They say you can keep your lifestyle with about 75% of pre-retirement income. We've been living on 60% of pre-retirement income and have done fine. Of course my husband is getting a pension that not everyone gets. We have had to adjust our spending upward a bit to use more money. We've done that so we can travel while we are still able physically to do it. But we're still not living much differently than when we had the kids at home.
Posted by: Maggie@SquarePennies | December 28, 2011 at 12:31 PM
Whenever you have an unknown variable it certainly can be added to the list of surprises in that article. I for one think that it is conceivable that inflation could accelerate faster than one's retirement portfolio.
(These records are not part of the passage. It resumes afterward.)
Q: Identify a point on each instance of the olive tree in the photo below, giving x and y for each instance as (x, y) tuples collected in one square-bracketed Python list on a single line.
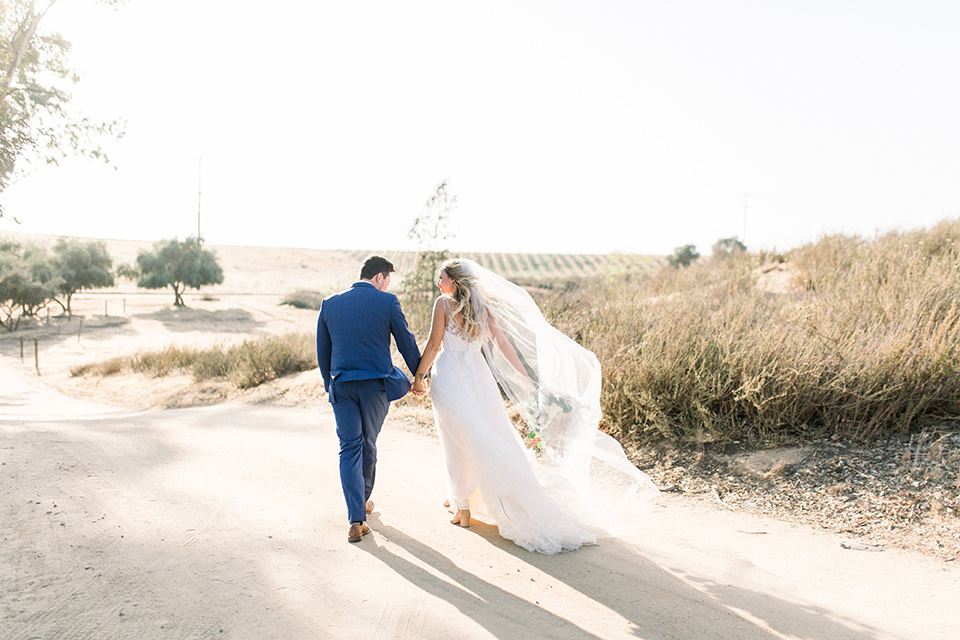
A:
[(430, 231), (28, 282), (81, 265), (37, 120), (178, 264)]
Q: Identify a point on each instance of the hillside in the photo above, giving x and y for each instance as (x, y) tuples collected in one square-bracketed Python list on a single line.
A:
[(266, 270)]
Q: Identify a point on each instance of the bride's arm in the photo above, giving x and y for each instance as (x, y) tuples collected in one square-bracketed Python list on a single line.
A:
[(506, 347), (432, 348)]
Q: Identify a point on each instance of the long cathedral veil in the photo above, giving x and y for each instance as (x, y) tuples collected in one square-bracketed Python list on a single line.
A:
[(559, 399)]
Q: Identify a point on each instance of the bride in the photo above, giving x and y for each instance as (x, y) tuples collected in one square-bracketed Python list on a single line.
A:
[(487, 332)]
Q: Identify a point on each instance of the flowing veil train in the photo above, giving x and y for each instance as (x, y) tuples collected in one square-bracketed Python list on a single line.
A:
[(559, 401)]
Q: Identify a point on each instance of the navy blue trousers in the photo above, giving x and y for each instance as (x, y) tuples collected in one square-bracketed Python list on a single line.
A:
[(359, 408)]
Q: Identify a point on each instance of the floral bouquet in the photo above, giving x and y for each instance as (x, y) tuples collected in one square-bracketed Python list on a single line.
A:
[(542, 410)]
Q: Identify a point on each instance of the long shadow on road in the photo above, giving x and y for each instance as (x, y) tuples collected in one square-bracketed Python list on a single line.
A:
[(656, 602)]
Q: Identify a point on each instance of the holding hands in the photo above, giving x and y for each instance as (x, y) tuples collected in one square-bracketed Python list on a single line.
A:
[(421, 385)]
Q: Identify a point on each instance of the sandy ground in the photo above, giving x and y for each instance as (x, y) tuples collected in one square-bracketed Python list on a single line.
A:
[(126, 514), (227, 521)]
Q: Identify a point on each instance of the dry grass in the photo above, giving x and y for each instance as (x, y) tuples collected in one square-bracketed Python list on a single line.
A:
[(869, 347), (247, 364)]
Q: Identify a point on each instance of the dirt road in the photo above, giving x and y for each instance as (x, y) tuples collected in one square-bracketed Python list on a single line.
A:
[(228, 522)]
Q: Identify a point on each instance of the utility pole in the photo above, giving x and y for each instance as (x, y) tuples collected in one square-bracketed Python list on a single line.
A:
[(199, 181), (744, 238)]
Therefore, money management through your retirement years is crucial so you can modify early before its too late.
Posted by: Luis | December 28, 2011 at 02:29 PM
Inflation is one thing but new technologies are another potential drain that they do not tell you about. 20 years ago when my parents retired my parents did not have a cell phone or the internet.$20 to $30 per depending on what they have and no pay increase in pension is something to consider. Then there is the hole HDTV transition. The digital converter thing did not work out with there analog TV's so new TV's.Then add the cable digital thing and more money.
Then there are healthcare concerns in that you may not be on any drugs when you retire but then the doc wants you to be upt on Plavix and even with the copay of insurance it is a dollar a day. Have a health scare of a heart attack or stroke and the next thing is you are on 4 to 6 different drugs with $20 to $40 co pays for each.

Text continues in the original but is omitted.